A new trade union and industry agreement on work on board ships in the Strait of Hormuz, near the coast of Iran, means sailors in the UK now have the right to refuse to work in the area, following increasing tensions in the area.

Events in the Gulf over the last four months have included attacks on four tankers off the coast of the United Arab Emirates and the illegal seizure of the British-flagged oil tanker Stena Impero, with the threat to commercial shipping rising.

At the time of writing, the Stena Impero remains offshore Iran with 23 seafarers onboard.

The Strait of Hormuz is the busiest narrow shipping passage in the world and a vital transit zone, with 20% of the world’s oil passing through it every year.

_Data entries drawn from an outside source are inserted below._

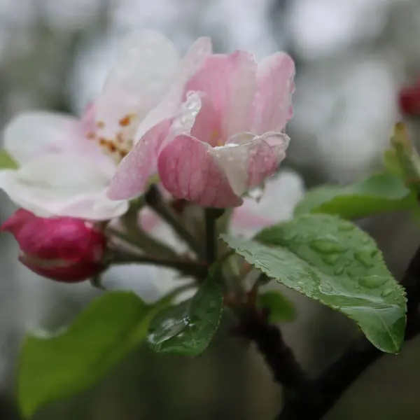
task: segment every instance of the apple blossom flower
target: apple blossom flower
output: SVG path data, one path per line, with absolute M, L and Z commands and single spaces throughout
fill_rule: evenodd
M 135 197 L 158 174 L 176 197 L 203 206 L 241 205 L 285 157 L 294 74 L 284 52 L 259 64 L 244 51 L 209 55 L 186 83 L 178 116 L 169 118 L 163 102 L 146 118 L 108 197 Z
M 105 235 L 81 219 L 41 218 L 20 209 L 1 230 L 12 233 L 19 244 L 19 260 L 44 277 L 76 283 L 104 268 Z
M 0 188 L 18 206 L 39 216 L 98 220 L 127 211 L 126 200 L 106 197 L 118 163 L 139 130 L 154 130 L 155 108 L 176 114 L 184 85 L 211 44 L 200 38 L 180 59 L 170 41 L 147 30 L 129 36 L 120 52 L 81 119 L 26 112 L 6 127 L 4 147 L 19 167 L 0 171 Z

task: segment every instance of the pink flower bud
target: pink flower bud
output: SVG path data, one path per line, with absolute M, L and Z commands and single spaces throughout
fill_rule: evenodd
M 412 86 L 403 88 L 400 90 L 398 105 L 403 115 L 420 116 L 420 80 Z
M 23 209 L 1 226 L 19 244 L 19 260 L 34 272 L 64 283 L 83 281 L 104 268 L 106 237 L 81 219 L 44 218 Z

The new agreement follows the temporary designation of the Strait of Hormuz as a high-risk area and government advice to avoid the area unless accompanied by UK naval support.

The decision was made on 29 July 2019 at an extraordinary meeting of the so-called Warlike Operations Area Committee (WOAC), which is made up of the trade unions Nautilus International and RMT as well as the UK Chamber of Shipping.

The temporary agreement applies to all vessels entered into the UK Chamber and the clauses are invoked if flag state and industry guidance is not complied with.

That includes UK flagged vessels that refuse a military accompanied transit and vessels that do not take account of relevant guidance from industry bodies.

The agreement gives seafarers the right to refuse to work on board vessels transiting the Strait of Hormuz. Crew can request to leave the ship at a preceding port, for example.

According to union sources, seafarers on vessels transiting the area could also receive double basic pay, in addition to other remuneration earned, in recognition of the higher risks associated with transiting and operating in the zone.